Welcome to a new series about managing Windows servers, computers, and Microsoft 365. Most of the management will be done in PowerShell and there are certain quirks to using it that should be known from the outset. We will build a simple one liner that will tell us in sentences what mailboxes on our exchange server or 365 account that are not hidden have archives.

To start we will look at “@”. @ has 3 different functions that are very similar and hard to notice the difference of sometimes. “@()” with parentheses creates an array. “@{}” with brackets creates a hash table. “[class-name]@{}” use curly brackets and a class name in regular brackets to create objects of the class specified. The class PSCustomObject can be used to create custom objects.

There are some commands that return different sorts of objects depending on if there is one result or many. An example might be:

Get-Mailbox

This command will get you the mailboxes. If you only have one you will get the object that is the mailbox. If you have a result with more than one mailbox you will get an array of objects that you will need to loop through to get at the data. The bad side of this means that sometimes code will fail when you think you will get more than one result that you try to loop through.

A common way around this oddity is to wrap the code in an array declaration. Then if one result is found, it is added to an array and your loop will run one time. If more than one result is found, the redundant array is ignored and you will loop through the result set. An example would be:

@(Get-Mailbox)

Now that we have our list of mailboxes we want to filter it to only be users with the last name of Smith. We could assign the array to a variable then loop through it or we can just pipe it into our next command. We pipe using “|” found between backspace and enter key on your keyboard.

We want to pipe it into the next command called Where-Object it is also aliased to ? meaning these 2 commands are identical:

@(Get-Mailbox) | Where-Object {$_.HiddenFromAddressListsEnabled -eq $false}
@(Get-Mailbox) | ?{$_.HiddenFromAddressListsEnabled -eq $false}

$_ is the variable PowerShell holds each object in the array as it does the loop for you to filter. We then have a dot “.” to access the object’s properties and the name of the property we want. We then use “-eq” that means equal. Comparisons in PowerShell is a bit different than other languages. You can see all of the comparators here: https://docs.microsoft.com/en-us/powershell/module/microsoft.powershell.core/about/about_comparison_operators

Next we want to loop through each result and output if they have an archive mailbox. First we will build the loop.
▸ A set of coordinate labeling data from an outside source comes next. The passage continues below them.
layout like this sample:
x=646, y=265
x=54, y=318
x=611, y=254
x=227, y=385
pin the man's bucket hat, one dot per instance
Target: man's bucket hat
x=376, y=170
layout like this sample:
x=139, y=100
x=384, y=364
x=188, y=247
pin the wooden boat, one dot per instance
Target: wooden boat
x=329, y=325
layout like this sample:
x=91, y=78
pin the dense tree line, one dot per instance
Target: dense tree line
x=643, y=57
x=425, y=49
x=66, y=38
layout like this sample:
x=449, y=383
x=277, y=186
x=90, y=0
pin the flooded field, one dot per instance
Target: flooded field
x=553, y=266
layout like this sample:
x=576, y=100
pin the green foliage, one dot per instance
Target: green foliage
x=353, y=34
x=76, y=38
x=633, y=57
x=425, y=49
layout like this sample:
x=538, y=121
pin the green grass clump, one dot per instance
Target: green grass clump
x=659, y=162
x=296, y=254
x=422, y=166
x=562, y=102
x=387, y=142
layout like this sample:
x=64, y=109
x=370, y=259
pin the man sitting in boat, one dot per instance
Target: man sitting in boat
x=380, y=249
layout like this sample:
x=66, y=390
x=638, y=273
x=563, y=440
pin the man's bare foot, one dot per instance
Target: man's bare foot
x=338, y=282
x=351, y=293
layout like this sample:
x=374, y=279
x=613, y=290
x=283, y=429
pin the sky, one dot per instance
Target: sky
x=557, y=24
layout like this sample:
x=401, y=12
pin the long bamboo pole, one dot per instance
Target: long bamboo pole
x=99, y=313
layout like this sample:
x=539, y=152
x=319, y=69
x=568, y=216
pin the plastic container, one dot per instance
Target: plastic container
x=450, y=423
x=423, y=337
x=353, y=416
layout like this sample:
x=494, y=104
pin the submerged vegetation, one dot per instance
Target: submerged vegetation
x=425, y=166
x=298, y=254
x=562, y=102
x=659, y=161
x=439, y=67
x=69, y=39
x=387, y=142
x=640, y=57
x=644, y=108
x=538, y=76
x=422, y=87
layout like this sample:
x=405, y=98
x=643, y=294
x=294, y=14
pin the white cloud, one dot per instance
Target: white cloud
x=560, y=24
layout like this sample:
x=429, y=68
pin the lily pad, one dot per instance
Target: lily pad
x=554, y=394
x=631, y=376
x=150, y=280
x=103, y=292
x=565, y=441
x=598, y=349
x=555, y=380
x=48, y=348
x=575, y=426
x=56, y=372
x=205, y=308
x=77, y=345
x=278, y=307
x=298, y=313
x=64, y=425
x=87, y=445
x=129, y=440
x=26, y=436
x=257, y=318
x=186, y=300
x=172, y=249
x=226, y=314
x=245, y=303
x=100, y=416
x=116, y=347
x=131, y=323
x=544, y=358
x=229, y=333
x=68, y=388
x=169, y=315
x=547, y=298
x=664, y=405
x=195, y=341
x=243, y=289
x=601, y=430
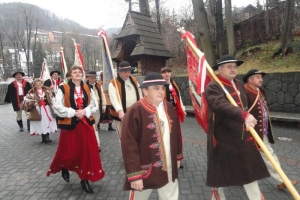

@(Get-Mailbox) | ?{$_.HiddenFromAddressListsEnabled -eq $false} | ForEach-Object {Write-Host $_.Name}

Now we will simplify it with the ForEach-Object alias %. We will also add in some wording around our output to make it look pretty.

@(Get-Mailbox) | ?{$_.HiddenFromAddressListsEnabled -eq $false} | %{Write-Host “The archive status of $($_.Name) is $($_.ArchiveStatus).”}

We can output variables in our statement by using double quotes. Single quotes are outputted exactly as written. For example: 

PS C:\> write-host “Our Home is $Home”
Our Home is C:\Users\Derek
PS C:\> Write-host ‘Our Home is $Home’
Our Home is $Home

Next we are using the SubExpression operator to get to the property of our object. So “$($_.Name)” allows us to access the properties while building our output.

Now when we run our contrived command we have pretty output.

PS C:\> @(Get-Mailbox) | ?{$_.HiddenFromAddressListsEnabled -eq $false} | %{Write-Host “The archive status of $($_.Name) is $($_.ArchiveStatus).”}
The archive status of bob is Active.
The archive status of cody is None.
The archive status of dave is None.
The archive status of derek is Active.